12,000 skulls exhumed at Khmer Rouge prison: Cambodia court

PHNOM PENH - Cambodia's UN-backed court on Monday heard a former prisoner say he helped dig up more than 12,000 skulls in mass graves outside Phnom Penh, as the genocide trial of two Khmer Rouge leaders continued.

Nuon Chea, 88, known as "Brother Number Two", and former head of state Khieu Samphan, 83, face charges over the killing of ethnic Vietnamese and Muslim minorities, forced marriage and rape during the 1975-1979 regime.

In August the pair were given life sentences for crimes against humanity - the first top Khmer Rouge figures to be jailed - after a two-year trial focused on the forced evacuation of Cambodians from Phnom Penh into rural labour camps and murders at an execution site.

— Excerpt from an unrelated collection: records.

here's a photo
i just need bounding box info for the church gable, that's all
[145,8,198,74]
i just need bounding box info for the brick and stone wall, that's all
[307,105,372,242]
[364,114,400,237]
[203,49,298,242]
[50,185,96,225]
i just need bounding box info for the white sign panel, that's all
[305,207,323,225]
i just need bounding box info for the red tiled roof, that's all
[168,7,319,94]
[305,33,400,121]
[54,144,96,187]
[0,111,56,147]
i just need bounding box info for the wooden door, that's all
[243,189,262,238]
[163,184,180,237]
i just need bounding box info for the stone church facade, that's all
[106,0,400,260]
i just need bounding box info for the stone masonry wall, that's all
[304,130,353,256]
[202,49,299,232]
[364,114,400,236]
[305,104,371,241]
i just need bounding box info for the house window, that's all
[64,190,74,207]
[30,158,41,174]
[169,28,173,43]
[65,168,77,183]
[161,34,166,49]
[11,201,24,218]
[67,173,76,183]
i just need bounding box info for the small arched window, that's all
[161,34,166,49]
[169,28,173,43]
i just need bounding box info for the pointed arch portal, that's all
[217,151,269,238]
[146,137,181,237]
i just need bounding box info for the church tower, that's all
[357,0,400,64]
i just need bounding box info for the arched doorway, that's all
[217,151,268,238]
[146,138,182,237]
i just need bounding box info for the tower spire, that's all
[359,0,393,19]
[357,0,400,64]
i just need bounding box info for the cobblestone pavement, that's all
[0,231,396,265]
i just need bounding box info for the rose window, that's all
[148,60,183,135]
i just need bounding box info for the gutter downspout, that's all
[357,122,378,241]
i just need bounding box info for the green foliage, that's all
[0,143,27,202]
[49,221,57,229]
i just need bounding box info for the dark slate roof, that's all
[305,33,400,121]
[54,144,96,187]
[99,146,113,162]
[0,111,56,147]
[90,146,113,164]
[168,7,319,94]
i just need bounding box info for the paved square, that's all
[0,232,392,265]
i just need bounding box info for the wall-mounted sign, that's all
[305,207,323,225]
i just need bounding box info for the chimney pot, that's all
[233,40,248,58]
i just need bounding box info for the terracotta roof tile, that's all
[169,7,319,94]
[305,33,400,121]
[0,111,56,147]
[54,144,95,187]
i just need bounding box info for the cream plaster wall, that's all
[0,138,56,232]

The pair have been accused of playing a critical role in the "Killing Fields" era, a genocide which left up to two million people dead in the late 1970s.

Former prisoner Keo Chandara, 63, said he helped exhume more than 12,100 skulls from eight mass graves at Kraing Ta Chan prison in Takeo province, around 80 kilometres (50 miles) south of Phnom Penh shortly after the regime fell in 1979.

"We did not excavate all the pits. I was ordered to dig the up pits... I did the excavation at those eight pits," he said.

The prosecution witness also gave graphic testimony of Khmer Rouge cadres torturing prisoners including a woman with metal pincers and then sulphuric acid.

"She was screaming and there were about 10 prisoners who were ordered to sit and watch the torture," Keo Chandara said.

"At that time they didn't take people through a court like this court. They just simply killed people," he added.

When the court resumed the genocide trial last month, the prosecution's first witness told judges that Khmer Rouge soldiers slit the throats of hundreds of inmates at the prison and ate their gall bladders.

The complex case against Nuon Chea and Khieu Samphan was split into a series of smaller trials in 2011 to try to obtain a faster verdict against the pair given their advanced ages and frail health.

They deny all charges against them and are appealing their life convictions.

Somewhere between 100,000-500,000 ethnic Cham Muslims and 20,000 Vietnamese were believed to have been killed during the regime's rule.

Led by "Brother Number One" Pol Pot, who died in 1998 without ever facing justice, the Khmer Rouge dismantled modern society in Cambodia in their quest for an agrarian Marxist utopia.